Before you fall in love with your little machine, spend a moment marveling that it’s actually nothing more than a pile of plastic, silicon, and glass. Most PalmPilot models are 4.7 inches tall, 3.1 inches wide, and 0.6 inches thick (the Palm V is shorter and half as thick; the Palm VII is slightly taller). It weighs between 4 and 6 ounces and has a 160-pixel-square grayscale, touch-sensitive screen. A Motorola 68328 (Dragonball) processor chip inside runs a special operating system called the Palm OS that—talk about optimized!—uses only about 40K of memory. (If you’re keeping score at home, that’s about one-quarter of 1 percent of the memory required by Windows 9x.)
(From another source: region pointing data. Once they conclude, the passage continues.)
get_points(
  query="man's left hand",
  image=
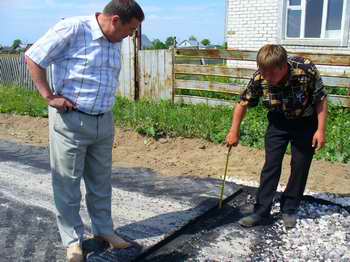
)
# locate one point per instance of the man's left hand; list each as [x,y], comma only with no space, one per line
[319,139]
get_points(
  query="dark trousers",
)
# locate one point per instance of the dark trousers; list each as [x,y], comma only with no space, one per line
[279,133]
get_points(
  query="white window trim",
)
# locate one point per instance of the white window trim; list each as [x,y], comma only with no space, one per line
[342,42]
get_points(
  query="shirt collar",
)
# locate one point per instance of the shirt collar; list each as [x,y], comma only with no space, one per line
[96,29]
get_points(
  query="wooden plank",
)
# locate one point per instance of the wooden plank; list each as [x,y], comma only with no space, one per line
[156,71]
[195,100]
[127,72]
[217,54]
[343,101]
[208,86]
[317,58]
[224,71]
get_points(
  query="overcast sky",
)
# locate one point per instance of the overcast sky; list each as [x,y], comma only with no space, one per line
[29,19]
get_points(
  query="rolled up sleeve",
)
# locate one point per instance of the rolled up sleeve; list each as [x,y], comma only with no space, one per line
[51,46]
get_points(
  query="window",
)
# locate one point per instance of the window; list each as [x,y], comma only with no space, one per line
[316,19]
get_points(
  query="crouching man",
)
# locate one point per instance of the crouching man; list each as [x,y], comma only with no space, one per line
[293,92]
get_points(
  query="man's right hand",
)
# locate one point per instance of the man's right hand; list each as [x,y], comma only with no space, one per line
[232,138]
[61,103]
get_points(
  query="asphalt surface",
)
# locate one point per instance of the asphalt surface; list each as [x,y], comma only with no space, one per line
[147,207]
[166,219]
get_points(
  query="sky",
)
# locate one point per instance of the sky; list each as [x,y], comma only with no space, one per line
[28,20]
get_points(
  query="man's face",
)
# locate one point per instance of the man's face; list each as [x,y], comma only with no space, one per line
[275,75]
[119,31]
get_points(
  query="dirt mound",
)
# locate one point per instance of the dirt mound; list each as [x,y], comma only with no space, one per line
[182,156]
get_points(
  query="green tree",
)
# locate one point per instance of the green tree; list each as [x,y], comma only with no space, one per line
[157,44]
[205,42]
[170,41]
[16,43]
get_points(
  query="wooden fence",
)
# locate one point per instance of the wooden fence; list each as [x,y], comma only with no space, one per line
[13,71]
[334,69]
[159,74]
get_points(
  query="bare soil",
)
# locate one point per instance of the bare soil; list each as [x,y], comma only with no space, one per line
[183,156]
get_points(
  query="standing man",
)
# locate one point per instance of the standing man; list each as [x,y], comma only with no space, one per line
[85,56]
[292,90]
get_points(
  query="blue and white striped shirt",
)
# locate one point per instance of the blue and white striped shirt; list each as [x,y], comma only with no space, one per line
[85,64]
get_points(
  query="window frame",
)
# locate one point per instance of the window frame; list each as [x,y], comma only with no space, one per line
[343,41]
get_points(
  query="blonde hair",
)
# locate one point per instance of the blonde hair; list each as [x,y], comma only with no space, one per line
[271,56]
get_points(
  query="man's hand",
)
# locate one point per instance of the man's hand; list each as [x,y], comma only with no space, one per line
[319,139]
[60,103]
[232,138]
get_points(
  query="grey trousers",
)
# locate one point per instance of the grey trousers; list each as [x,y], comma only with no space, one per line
[81,147]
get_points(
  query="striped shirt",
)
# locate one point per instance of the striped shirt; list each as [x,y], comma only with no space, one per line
[297,97]
[85,65]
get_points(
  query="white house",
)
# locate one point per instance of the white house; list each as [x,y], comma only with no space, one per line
[190,44]
[300,25]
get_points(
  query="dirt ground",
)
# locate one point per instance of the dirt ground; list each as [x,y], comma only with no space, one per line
[182,156]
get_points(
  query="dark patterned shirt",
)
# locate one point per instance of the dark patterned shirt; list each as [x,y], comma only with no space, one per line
[295,98]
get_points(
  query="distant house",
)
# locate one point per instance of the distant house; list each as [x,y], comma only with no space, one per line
[190,44]
[300,25]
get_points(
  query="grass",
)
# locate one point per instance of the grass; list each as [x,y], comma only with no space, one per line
[201,121]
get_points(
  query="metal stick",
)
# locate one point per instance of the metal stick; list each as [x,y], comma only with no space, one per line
[224,180]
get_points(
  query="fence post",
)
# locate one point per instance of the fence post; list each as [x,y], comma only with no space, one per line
[173,76]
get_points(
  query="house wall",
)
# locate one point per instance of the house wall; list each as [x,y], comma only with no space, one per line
[253,23]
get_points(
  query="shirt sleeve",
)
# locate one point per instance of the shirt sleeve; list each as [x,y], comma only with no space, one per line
[250,96]
[51,46]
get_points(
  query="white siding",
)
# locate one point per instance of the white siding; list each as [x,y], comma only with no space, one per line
[253,23]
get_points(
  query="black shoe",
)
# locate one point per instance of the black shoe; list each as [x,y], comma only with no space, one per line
[250,221]
[289,220]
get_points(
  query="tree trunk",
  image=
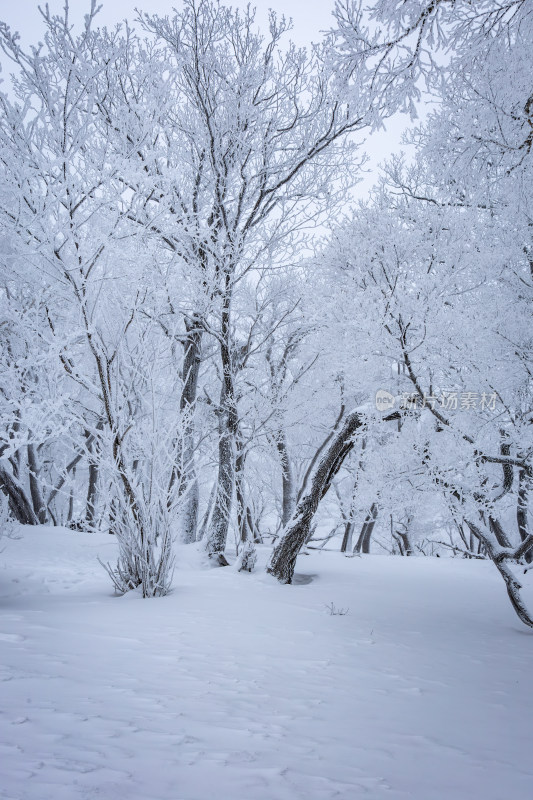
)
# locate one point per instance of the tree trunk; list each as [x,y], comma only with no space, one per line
[184,472]
[363,542]
[288,488]
[348,536]
[228,431]
[39,507]
[20,506]
[524,484]
[283,559]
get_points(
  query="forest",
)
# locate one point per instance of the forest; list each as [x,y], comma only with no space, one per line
[208,336]
[266,401]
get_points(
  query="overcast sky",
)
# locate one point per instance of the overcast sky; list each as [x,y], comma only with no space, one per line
[310,17]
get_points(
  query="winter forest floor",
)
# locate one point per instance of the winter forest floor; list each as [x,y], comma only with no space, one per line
[238,688]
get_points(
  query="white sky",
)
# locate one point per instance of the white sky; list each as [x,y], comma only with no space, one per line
[310,17]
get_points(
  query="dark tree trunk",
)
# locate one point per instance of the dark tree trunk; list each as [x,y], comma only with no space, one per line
[242,516]
[39,507]
[20,506]
[184,472]
[228,430]
[283,559]
[363,542]
[287,479]
[524,484]
[348,535]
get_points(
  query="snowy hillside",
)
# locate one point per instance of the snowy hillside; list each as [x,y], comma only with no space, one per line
[239,688]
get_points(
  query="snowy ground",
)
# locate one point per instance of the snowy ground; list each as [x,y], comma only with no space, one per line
[237,688]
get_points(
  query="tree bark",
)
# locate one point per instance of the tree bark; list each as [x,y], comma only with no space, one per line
[288,488]
[283,559]
[19,504]
[35,491]
[363,542]
[184,472]
[228,431]
[524,485]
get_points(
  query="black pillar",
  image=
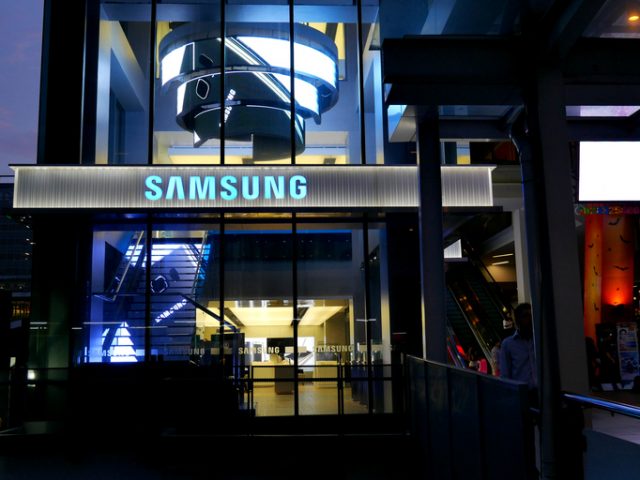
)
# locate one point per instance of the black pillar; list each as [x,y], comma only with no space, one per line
[553,258]
[431,243]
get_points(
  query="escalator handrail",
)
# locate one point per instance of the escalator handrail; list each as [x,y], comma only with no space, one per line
[483,346]
[209,312]
[124,274]
[497,303]
[199,265]
[608,405]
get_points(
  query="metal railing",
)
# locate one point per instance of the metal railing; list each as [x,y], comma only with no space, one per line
[608,405]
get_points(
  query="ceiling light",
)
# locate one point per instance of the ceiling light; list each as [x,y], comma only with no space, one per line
[504,262]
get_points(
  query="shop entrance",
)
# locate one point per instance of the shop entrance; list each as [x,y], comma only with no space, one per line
[288,310]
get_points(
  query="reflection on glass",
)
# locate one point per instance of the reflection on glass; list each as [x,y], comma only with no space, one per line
[258,302]
[122,87]
[114,331]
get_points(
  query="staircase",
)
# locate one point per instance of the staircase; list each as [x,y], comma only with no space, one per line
[459,324]
[175,272]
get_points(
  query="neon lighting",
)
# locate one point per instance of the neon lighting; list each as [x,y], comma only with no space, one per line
[609,171]
[309,61]
[204,188]
[306,94]
[167,313]
[122,348]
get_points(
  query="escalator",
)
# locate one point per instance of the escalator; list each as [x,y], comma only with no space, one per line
[475,315]
[463,338]
[176,272]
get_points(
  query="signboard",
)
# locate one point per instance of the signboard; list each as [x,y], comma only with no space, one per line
[609,172]
[627,351]
[242,187]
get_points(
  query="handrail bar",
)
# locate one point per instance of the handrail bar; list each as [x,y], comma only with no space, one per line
[609,405]
[124,274]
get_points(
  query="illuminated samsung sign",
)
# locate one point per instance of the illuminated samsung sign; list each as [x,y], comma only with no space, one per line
[228,188]
[267,188]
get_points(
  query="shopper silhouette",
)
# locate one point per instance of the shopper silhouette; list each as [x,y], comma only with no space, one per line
[517,355]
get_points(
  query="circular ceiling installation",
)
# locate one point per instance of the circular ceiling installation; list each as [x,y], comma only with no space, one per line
[257,83]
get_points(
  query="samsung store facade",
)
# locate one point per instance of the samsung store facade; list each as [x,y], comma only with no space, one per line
[216,191]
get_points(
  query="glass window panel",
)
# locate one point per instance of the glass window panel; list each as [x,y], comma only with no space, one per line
[121,86]
[258,303]
[114,331]
[184,283]
[187,83]
[330,304]
[257,113]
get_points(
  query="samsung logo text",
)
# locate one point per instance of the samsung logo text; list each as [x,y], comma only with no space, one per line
[227,188]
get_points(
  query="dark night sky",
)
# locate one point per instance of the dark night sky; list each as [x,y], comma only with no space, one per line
[20,45]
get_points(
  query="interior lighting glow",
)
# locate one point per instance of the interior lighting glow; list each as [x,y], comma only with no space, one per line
[172,63]
[306,94]
[503,262]
[609,171]
[276,52]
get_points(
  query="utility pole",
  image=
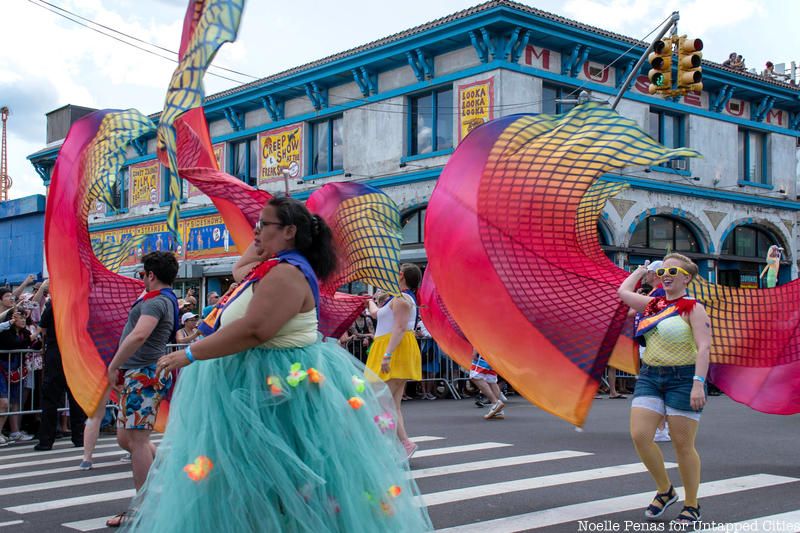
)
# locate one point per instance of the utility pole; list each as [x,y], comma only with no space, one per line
[5,179]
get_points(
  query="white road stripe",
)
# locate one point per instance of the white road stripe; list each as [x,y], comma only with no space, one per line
[92,524]
[74,458]
[785,522]
[60,484]
[72,502]
[591,509]
[494,463]
[74,468]
[460,449]
[425,439]
[70,449]
[493,489]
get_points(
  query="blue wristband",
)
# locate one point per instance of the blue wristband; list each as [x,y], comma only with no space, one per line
[188,352]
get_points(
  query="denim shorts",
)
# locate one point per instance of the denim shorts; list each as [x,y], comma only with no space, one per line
[672,385]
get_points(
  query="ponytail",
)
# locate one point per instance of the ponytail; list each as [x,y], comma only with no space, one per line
[313,239]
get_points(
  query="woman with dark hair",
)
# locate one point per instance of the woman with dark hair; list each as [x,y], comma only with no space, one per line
[272,429]
[395,354]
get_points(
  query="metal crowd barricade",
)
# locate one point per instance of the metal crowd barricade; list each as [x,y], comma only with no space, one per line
[18,371]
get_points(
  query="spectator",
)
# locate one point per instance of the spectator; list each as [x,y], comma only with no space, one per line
[54,385]
[189,332]
[731,61]
[13,372]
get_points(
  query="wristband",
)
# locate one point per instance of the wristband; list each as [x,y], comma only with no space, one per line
[188,352]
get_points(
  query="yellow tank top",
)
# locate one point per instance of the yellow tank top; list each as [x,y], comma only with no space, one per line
[670,343]
[299,331]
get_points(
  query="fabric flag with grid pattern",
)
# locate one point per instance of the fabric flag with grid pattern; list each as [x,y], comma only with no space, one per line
[90,301]
[440,324]
[547,316]
[367,223]
[208,24]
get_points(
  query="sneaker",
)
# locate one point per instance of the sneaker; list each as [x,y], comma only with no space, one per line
[496,408]
[410,447]
[662,435]
[20,436]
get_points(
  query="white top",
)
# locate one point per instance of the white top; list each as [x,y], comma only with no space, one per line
[299,331]
[386,317]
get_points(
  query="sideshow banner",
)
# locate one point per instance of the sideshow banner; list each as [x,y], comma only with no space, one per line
[145,184]
[207,237]
[475,105]
[219,154]
[280,150]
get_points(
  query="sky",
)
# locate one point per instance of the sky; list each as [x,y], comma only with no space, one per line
[47,61]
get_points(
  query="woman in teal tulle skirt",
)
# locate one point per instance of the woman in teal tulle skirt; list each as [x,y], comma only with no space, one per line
[270,428]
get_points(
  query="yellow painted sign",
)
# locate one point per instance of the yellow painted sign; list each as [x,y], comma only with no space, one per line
[475,105]
[280,150]
[145,184]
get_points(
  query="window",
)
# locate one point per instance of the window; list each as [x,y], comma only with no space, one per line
[431,127]
[664,233]
[752,149]
[326,146]
[748,241]
[414,227]
[551,93]
[244,161]
[670,130]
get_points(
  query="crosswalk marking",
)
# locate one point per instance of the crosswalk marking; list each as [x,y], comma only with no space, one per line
[786,522]
[591,509]
[71,502]
[425,439]
[491,489]
[93,524]
[74,468]
[21,489]
[495,463]
[70,449]
[459,449]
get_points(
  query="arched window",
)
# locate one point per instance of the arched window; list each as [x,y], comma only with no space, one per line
[665,233]
[414,227]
The PalmPilot has no moving parts and doesn’t accept disks of any kind; everything it knows is stored in memory, which helps explain why this machine is so fast and so rugged. Many of the usual encumbrances and trouble spots of actual computers simply don’t exist on the PalmPilot. For example, there’s no startup delay when you press the power button. Nor is there a Save command; your work in progress is always kept up-to-date automatically. A “launching pad” screen lists all your programs and lets you choose which to work with—but programs load instantaneously, and there’s no Quit command. You eventually come to feel as though all your programs are always running.
The PalmPilot has no keyboard, either; to get information into it, you can either “write” on the glass, tap a tiny onscreen keyboard, or transfer stuff from your real computer. These data-input methods will be covered in depth in Chapter 3, and Chapter 6.
Because it has no keyboard and no mouse, you operate the device by tapping its surface with two important pointing devices: (a) the stylus, the inkless pen tucked into a pocket at the edge of the machine, and (b) your finger.
Using your finger, you can press any of the four round buttons near the bottom of the PalmPilot. These plastic buttons are called the hardware buttons; they’re real, physical buttons that depress when pushed, unlike the painted-on glass buttons you’ll read about shortly. Each of these buttons launches one of the PalmPilot’s primary built-in programs. As a handy shortcut, each of these buttons also turns the device on before launching the appropriate program, saving you a step if you’re in a hurry to get going. Put another way, the PalmPilot has five On buttons. (See Figure 1.1.)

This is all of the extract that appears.